Vacation: Week 3

Downloaded and tried out the GATE system, as well as OpenNLP libraries. GATE can save its output files as XML files, or preserve the source format (i.e., can preserve text files). I have actually found examples online of how to use OpenNLP libraries through CLI (Command Line Interface). This seems to be useful, as I will probably be able to use CreateProcess() in VC++ to start a console application and use OpenNLP library functions, such as their PosTagger, Tokenizer, etc. OpenNLP, like GATE, is also considered to be state-of-the-art in NLP.

Am also looking into the possibility of compiliing python modules (from Confucius project) into exe files which may then be invoked through VC++. Some useful modules include the stemmer, word_similarity_measurement, subj_obj_parse_tree and verb_usage_forms.

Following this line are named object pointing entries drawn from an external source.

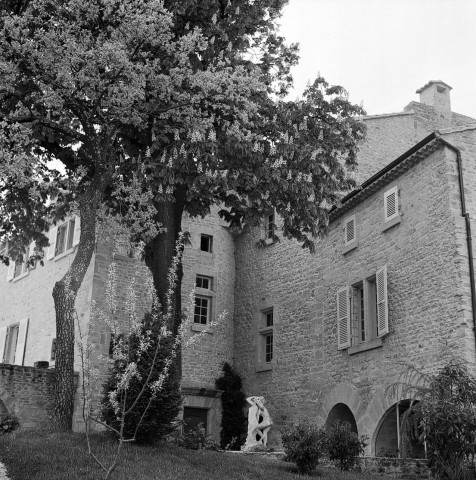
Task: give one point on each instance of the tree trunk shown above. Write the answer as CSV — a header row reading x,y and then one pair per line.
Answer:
x,y
159,255
64,295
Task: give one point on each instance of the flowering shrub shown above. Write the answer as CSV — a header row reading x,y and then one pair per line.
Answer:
x,y
343,445
304,443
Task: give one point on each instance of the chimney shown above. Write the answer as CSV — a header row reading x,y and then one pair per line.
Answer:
x,y
436,94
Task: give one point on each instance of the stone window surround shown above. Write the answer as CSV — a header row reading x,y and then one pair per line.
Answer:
x,y
263,332
208,293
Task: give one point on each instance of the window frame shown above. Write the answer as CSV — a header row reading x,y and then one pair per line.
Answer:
x,y
206,236
72,230
266,339
386,195
206,292
354,332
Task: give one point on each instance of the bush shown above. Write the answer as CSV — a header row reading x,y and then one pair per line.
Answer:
x,y
343,445
196,439
233,401
304,443
445,418
160,417
8,423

Have come up with a flowchart of how the API project should work. (Note to self: One key concept is that instead of picking 3 different poetry lines from the database based on the 3 most important words in the input, only pick one poetry line. Then, run the chosen line through the algorithm again to pick the next line, and so on. This will help ensure coherence between continuous lines in the selected poetry.) During the meeting with Dr. Newton, Hoomun and Ken, the following pointers were obtained:
1) Verify whether the verb_usage_forms module has been tested extensively and also whether it follows established methodologies/algorithms
2) Before the output step (the selection of poetry lines), insert one more module, which should be a learning system. In summary, the input should go through NLP modules, then a learning system, so that more dynamic and meaningful output can be generated.

Discussed with Helga also and obtained the contact of Dr. Ng from SOC, an expert in NLP. Helga also suggested the use of SVM in Weka for the learning system portion of the project. Will download Weka and explore its functionalities, then figure out how to incorporate it into the project.